Our goal is to enable anyone in the company to quickly get answers to their questions without having to first become a specialist in network engineering, systems administration, radio frequency engineering, geography and more. This mission has required help from teams across the company. Data engineers, who manage the incoming flow and transformation of raw data; domain experts, who help give meaning and context to the data; and data scientists and software engineers, who build standards and tools for working with the data all play a role.
Fortunately, everyone across these teams has been enthusiastic about democratizing our data, so it’s been easy to create a culture and a set of processes around doing so.
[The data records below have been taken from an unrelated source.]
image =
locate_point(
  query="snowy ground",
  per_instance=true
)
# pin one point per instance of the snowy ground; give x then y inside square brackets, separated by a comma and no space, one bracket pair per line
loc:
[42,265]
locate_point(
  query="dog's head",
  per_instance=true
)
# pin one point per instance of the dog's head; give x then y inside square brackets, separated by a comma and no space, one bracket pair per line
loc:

There are definitely some time and effort costs, but we’ve all enjoyed the benefits, which have been much larger.
We’ve tried to create a culture where making small, incremental changes is the norm.’’
What are some of the tools Ookla uses to integrate your data and make it more user-friendly for non-technical employees?
Although documentation is the least flashy of the tools we use, it’s had the biggest impact. We use Confluence to collaboratively maintain information about all of our data sources and each of the fields they contain. This storage and unification makes it easy for someone to quickly find the piece of information they care about. Any employee can see its expected values, historical notes, example queries and more.
We’ve tried to create a culture where making small, incremental changes is the norm. Flagging items as “to-do” or requesting help from others is totally fine. Although we may never have complete documentation due to our continually expanding data set, we have steady progress.
Before employees can begin using our data to answer questions, they first have to be familiar with what it says. We’ve used Apache Airflow extensively to produce automated reports that we share daily or weekly in different Slack channels. Not only does this provide additional context to those conversations (and lead to more interesting questions), but also it helps team members get a good feel for the normal patterns that occur in our data.
While good documentation is helpful for those who work directly with the data, it may not be enough for those who are more focused on the information that the data provides. We use Shiny to quickly build and deploy internal, self-serve apps that combine proper use of our data, statistical analysis and domain expertise. This resource empowers anyone in the company to perform complex analyses.
Tell us about a specific win one of your teams saw as a result of having better access to data.
Overall, increasing access to data has produced a lot of wins, both big and small. Automated reports have alerted us to significant events, such as natural disasters (and recoveries!) in near real-time. Since we work with data from every mobile and fixed broadband network around the world, it’d be extremely difficult to catch everything. Similarly, because more people are familiar with our data, they notice when interesting things happen and add new perspectives.
Documentation and self-serve apps have allowed people from all corners of the company to get answers to their questions, which has decreased both their turnaround time and the load on our data scientists, analysts and engineers.
Because all of our complex knowledge and information is available in a centralized place, new employees are able to onboard much more quickly. They require less help and assistance from others. Ookla spans many time zones, so not having to wait to synchronize with others makes a big difference.